US Security Classifications Needs Re-Thinking, Says Board 76
coondoggie writes "The U.S. government's overly complicated way of classifying and declassifying information needs to be dumped and reinvented with the help of a huge technology injection if it is to keep from being buried under its own weight. That was one of the main conclusions of a government board tasked with making recommendations on exactly how the government should transform the current security classification system (PDF)."
Uk going three tier (Score:4, Informative)
Uk is currently moving from the 7 tier IL 0-6 markers to a three tier system, so doesnt surprise the US are looking to follow this
From the article (Score:5, Informative)
The trouble is on the non-military side (Score:5, Informative)
The military view of security (from the part that uses weapons) is that information needs to be protected only until the enemy can't use it. A classic line is "Where the ship was last week is UNCLASSIFIED. Where the ship was yesterday is CONFIDENTIAL. Where the ship is now is SECRET. Where the ship will be tomorrow is TOP SECRET."
The important secrets in the combat arms are about future plans and current vulnerabilities. The significant ULTRA interceptions during WWII were mostly boring but important position and strength returns from German units. They'd intercept daily reports like "13th Panzer: 1245 men, 45 tanks, 3350 liters fuel, 245 rounds tank ammo." Intel people would translate this into "13th Panzer down to half strength, has only enough fuel to move 6 km and fight for 1/2 hour." Churchill would then sometimes issue orders like "Do not lose heart! Press on and you will be victorious!" Allied tank units would attack the vulnerable unit, the German unit would run out of fuel and ammo and be destroyed.
The intel side wants to classify everything forever, because they don't want the enemy to know how much they know and what sources they have. There's something to be said for this, provided that the intel side shuts up. In the era when NSA was targeted on the USSR and didn't share with law enforcement, that worked. The problem now is a big collection vacuum coupled with selective leaks to the rest of the government.
Then there's pure bureaucratic classification to avoid embarrassment. This has become much worse since anti-terrorism paranoia. It was a big problem before that, though; too much of the USAF budget, for example, is "black". Eventually it comes out what was being built, and there really haven't been significant breakthroughs comparable to, say, the SR-71 in a long time.
Re:The trouble is on the non-military side (Score:1, Informative)
There is another category : Things we did that we don't want to talk about.
Let's say the military has one of their SNAFUs and bombs a school full of kids. They have a perfectly good reason for not wanting the information to go public : their enemies could use it to whip up support and create more extremists.
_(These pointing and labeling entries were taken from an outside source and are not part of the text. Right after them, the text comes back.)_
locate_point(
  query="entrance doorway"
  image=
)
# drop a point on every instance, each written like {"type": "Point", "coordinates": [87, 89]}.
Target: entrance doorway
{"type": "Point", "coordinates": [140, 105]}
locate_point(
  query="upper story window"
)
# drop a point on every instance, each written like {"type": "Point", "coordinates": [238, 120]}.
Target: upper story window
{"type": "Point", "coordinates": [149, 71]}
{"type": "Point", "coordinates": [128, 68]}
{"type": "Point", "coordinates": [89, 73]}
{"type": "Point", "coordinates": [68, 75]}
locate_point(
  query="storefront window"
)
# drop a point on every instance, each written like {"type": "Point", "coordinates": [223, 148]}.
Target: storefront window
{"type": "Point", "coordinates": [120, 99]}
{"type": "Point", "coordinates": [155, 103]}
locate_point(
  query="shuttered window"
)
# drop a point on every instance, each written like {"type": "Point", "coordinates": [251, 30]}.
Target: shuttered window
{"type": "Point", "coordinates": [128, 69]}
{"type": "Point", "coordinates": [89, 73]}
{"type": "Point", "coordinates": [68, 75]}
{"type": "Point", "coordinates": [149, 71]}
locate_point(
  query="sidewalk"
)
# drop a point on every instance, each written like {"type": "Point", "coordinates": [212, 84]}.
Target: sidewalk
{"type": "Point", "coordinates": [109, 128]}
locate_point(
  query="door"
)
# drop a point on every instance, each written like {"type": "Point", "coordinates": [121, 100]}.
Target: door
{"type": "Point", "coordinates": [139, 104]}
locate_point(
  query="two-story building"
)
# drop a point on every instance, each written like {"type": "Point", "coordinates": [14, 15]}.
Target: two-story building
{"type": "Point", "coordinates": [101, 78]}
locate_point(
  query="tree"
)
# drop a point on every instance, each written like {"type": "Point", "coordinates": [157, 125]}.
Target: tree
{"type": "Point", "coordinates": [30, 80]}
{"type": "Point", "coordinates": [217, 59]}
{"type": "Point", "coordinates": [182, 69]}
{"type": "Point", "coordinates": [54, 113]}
But there is another side to this. To hide it from the enemy you also have to hide it from your own public. In a dictatorship this wouldn't matter, but what about a democracy. How can people decide whether they support the war or not, when they aren't being given accurate information about it? Perhaps if the number of children killed by the army was reported, people would decide that the war just wasn't worth it and put pressure on the politicians to stop it.